Source: Courtesy of RichMoreland.com
By: Richard L Moreland
APHSS: Unity Must be the Goal
By Rich Moreland, August 2011
A generation ago in 1994, Bill Margold created Protecting Adult Welfare as a result of the Shannon Wilsey [Savannah] suicide. Margold’s self-appointed task was to prevent another Wilsey-like tragedy. An informal organization, PAW became a way to help performers through rough patches by sending a strong message of caring.
Later, another crisis spurred former actress Dr. Sharon Mitchell, with the assistance of Margold and others like Nina Hartley, to act once again. The impetus this time was the 1998 Marc Wallice/Brooke Ashley incident that resulted in a handful of HIV positive performers. The industry got its wakeup call and the now defunct Adult Industry Medical Healthcare Foundation (AIM) was established. Testing protocols ensured that STIs were dealt with as efficiently as could be expected and some studios offered condoms, at least in the short run.
Other minor HIV outbreaks occurred in 2004 and 2009, but were of little consequence to the industry despite garnering the attention of the media. AIM did its job monitoring blood testing and providing counseling. On the set talent and directors were vigilant by checking test results while gay porn filmmakers moved away from bareback shoots as a form of self-preservation.
Fast-forward to 2011 and the industry’s fight with AHF (AIDS Health Foundation). As the dust is settling on the latest mudslinging debate over protective barriers, AIM has fallen victim, shutting down and forcing the question of where to go next. Threats by performers to move elsewhere in response to a government imposed mandatory condom rule hardly seem logical or doable.
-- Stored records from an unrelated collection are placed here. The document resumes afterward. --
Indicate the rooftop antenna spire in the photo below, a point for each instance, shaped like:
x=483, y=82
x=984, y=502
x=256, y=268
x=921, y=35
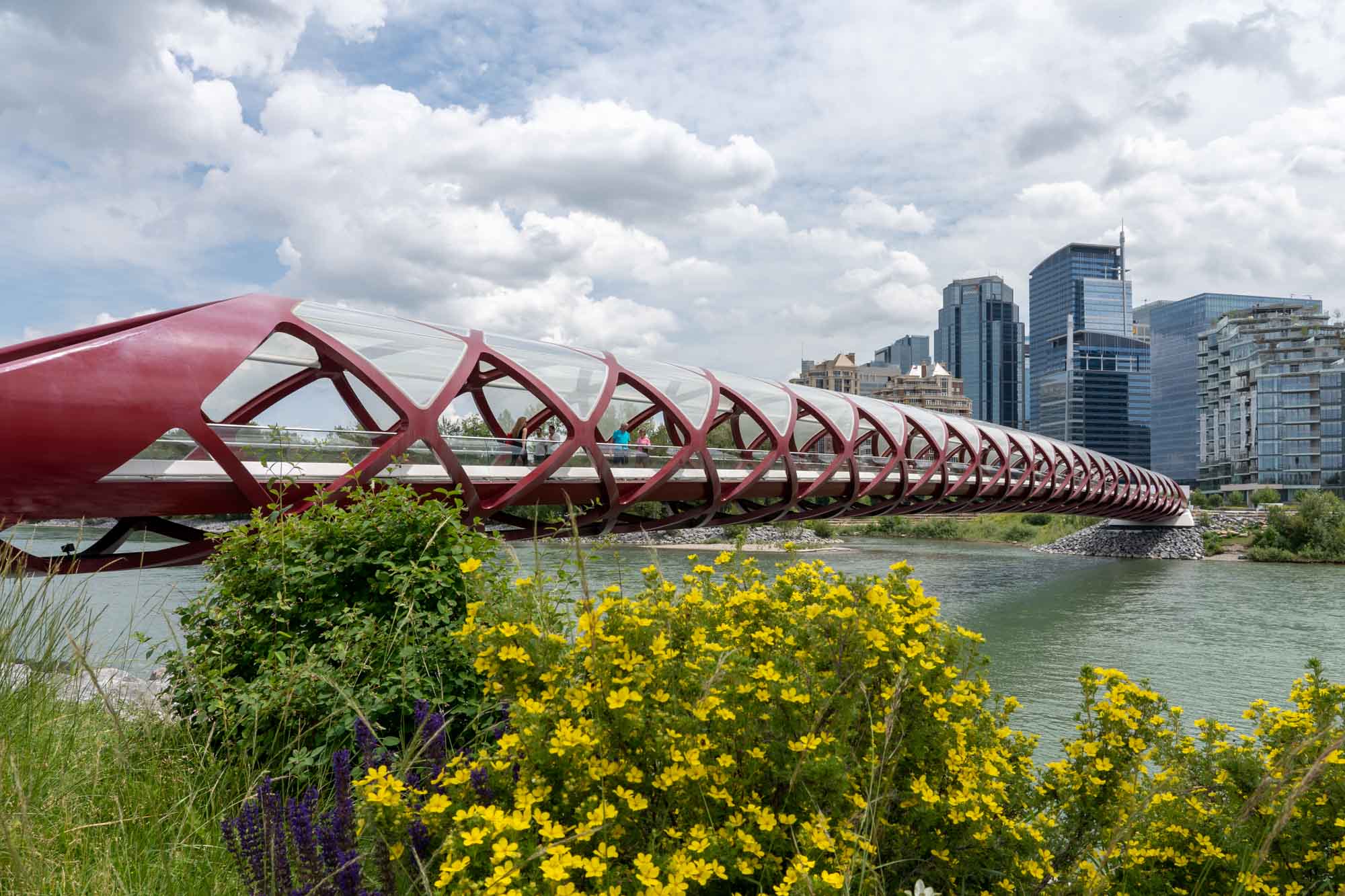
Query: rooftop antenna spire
x=1122, y=251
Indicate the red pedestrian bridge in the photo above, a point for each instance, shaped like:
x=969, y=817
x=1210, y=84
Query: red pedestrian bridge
x=223, y=407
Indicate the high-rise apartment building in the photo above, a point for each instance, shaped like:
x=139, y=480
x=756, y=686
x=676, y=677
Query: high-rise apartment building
x=981, y=341
x=1090, y=374
x=1270, y=412
x=905, y=353
x=1175, y=329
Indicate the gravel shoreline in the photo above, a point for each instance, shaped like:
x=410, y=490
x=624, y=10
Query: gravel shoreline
x=111, y=686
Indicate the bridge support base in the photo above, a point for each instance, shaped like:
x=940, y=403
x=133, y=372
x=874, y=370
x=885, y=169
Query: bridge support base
x=1182, y=521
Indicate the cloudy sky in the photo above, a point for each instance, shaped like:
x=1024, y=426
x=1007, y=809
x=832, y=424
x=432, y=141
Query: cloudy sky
x=716, y=184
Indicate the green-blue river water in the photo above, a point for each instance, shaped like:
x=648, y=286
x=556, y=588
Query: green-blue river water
x=1211, y=635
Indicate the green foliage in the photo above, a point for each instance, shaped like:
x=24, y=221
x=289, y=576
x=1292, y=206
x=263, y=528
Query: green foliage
x=1313, y=530
x=309, y=616
x=1265, y=497
x=626, y=763
x=1019, y=533
x=1207, y=499
x=822, y=528
x=937, y=528
x=470, y=425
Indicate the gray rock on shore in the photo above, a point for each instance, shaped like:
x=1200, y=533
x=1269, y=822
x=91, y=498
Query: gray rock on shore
x=123, y=690
x=1125, y=541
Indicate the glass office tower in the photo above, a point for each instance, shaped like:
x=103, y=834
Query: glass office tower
x=1175, y=329
x=905, y=353
x=980, y=339
x=1090, y=374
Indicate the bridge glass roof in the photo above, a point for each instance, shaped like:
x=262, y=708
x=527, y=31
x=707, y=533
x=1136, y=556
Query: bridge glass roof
x=576, y=377
x=688, y=389
x=272, y=362
x=418, y=358
x=886, y=413
x=832, y=405
x=770, y=399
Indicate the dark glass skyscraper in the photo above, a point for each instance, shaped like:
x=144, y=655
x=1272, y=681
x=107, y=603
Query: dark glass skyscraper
x=1090, y=376
x=1174, y=330
x=980, y=339
x=905, y=353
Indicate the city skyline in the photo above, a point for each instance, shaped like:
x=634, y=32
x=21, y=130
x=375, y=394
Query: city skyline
x=539, y=171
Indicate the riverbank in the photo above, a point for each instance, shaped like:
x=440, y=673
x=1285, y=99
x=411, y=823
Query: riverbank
x=1024, y=530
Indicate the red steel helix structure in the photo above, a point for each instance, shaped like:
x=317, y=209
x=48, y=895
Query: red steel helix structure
x=198, y=411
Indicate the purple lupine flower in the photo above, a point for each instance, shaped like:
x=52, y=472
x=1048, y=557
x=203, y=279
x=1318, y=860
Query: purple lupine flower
x=301, y=815
x=252, y=842
x=229, y=827
x=349, y=877
x=332, y=850
x=275, y=833
x=344, y=815
x=438, y=747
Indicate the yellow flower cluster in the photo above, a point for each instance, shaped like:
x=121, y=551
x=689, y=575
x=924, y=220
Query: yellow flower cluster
x=732, y=733
x=1260, y=813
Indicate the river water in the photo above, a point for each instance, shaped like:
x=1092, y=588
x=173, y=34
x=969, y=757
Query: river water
x=1211, y=635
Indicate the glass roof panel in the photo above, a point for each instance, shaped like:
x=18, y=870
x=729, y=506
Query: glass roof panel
x=278, y=358
x=806, y=430
x=933, y=423
x=575, y=376
x=688, y=389
x=377, y=408
x=833, y=405
x=887, y=413
x=418, y=358
x=770, y=399
x=750, y=430
x=999, y=438
x=966, y=430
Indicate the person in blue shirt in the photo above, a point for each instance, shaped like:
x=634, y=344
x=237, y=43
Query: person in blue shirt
x=622, y=438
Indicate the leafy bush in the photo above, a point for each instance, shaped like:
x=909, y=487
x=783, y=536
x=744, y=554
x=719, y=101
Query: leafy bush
x=1315, y=530
x=887, y=525
x=309, y=616
x=944, y=529
x=878, y=755
x=875, y=754
x=1019, y=533
x=1270, y=555
x=822, y=528
x=1265, y=497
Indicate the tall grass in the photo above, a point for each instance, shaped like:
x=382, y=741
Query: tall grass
x=93, y=801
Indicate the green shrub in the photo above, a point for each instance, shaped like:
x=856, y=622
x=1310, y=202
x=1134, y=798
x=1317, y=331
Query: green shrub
x=887, y=525
x=1265, y=497
x=309, y=616
x=1313, y=530
x=821, y=528
x=876, y=754
x=944, y=529
x=1270, y=555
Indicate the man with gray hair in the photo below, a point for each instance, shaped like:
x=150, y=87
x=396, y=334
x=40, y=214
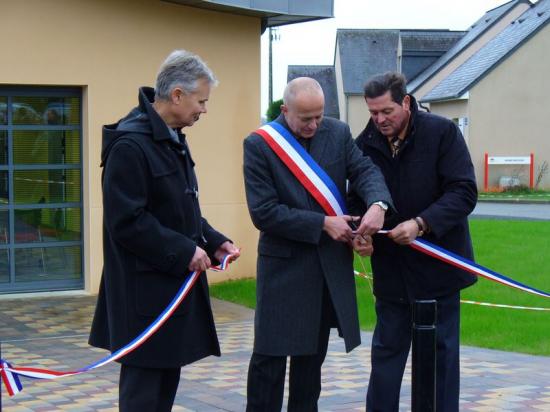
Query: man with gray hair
x=154, y=235
x=305, y=280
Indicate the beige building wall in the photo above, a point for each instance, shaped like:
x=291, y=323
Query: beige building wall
x=509, y=110
x=470, y=50
x=358, y=114
x=109, y=49
x=342, y=104
x=456, y=110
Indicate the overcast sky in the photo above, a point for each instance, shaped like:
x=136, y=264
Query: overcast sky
x=313, y=42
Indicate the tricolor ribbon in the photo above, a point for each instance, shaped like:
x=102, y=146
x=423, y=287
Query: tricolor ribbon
x=322, y=188
x=465, y=264
x=300, y=163
x=10, y=375
x=470, y=302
Mexico – you can’t be serious, take your bulletproof vest! – Or Nevada where brothel testing is strict and making porn is not legal to my knowledge, don’t cut it. Shooting in Florida is passable unless the local gendarmes take an interest. Just ask Paul Little.
The only responsible and efficient answer is exactly what the industry has proposed: self-regulation with performer representatives assuming a major role in decision-making. Veterans Jessica Drake, Bobbi Starr, Danny Wylde, and Steve Cruz, along with the universally respected and outspoken Nina Hartley, provide expertise from the performer’s vantage point.
The cooperation of industry studios, talent agents, and legal counsel are vital to getting the whole project off the ground and maintaining its viability. But, it is the performers who hold the keys to its success. They roll the dice, putting their health and that of everyone they come in contact with on the line. Not to diminish the men – both gay and straight -who keep it up for the camera, but the Jessicas and Bobbis are the linchpin in this initiative because the women bear the greatest risks in hetero porn.
Talent understands there is an STI (sexually transmitted infection) risk in filming without condoms. It is a hazard they accept and they are willing to work without them. Thankfully, the performer community is small and testing provides a margin of safety. Performers also know that protecting a career is an individual responsibility. But, sometimes they want a little help in decision-making and knowing their rights.
Unlike the business world in which a disabled person can be of benefit to a company, porn doesn’t want the infected actor or actress.
This is where APHSS can break new ground. Let the performers set the testing and working parameters on the set. Allow them to establish the standards for educating and counseling their colleagues. Talent needs to have common understandings of what is expected from everyone, not tacitly, but upfront and personal in the manner of the Porn 101 videos produced by AIM. If peer unity comes from within, the system will work.
Once the system is in place and is financially healthy, perhaps APHSS (Adult Protective Health and Safety Services) can offer assistance to models desiring to improve their education, invest their money, or exit the business. Possibly condoms may appear as a choice for selective filming and Bill Margold’s “21 in 2012” might become an industry standard to ensure young lives are not painfully affected before they are mature enough to handle adversity.
APHSS is in a unique position to do all these things because it is a collective effort that is of the industry, not imposed on the industry. Best of all, it can keep its own statistics, the most effective way to counter charges of questionable STI rates and falsified records that have been issues in the past.
So for the time being, good luck to the Free Speech Coalition, APHSS, and the all-important database. I could not agree more with Joanne Cachapero. To keep the anti-porn moralists at bay and avoid regulations that bring onerous costs in time and money, self-governance is the only answer. That starts with the performers who put their vulnerabilities in front of the camera to keep the fantasy alive for the fans. In every way, the talent must be come first at this pivotal moment in porn’s history.
Though its critics will never be silenced, the adult industry is dusting off its spot in American culture. It has settled in and is not going anywhere-but it needs to be self-managed and to take care of its own.
Unity within the industry is requisite now more than ever before.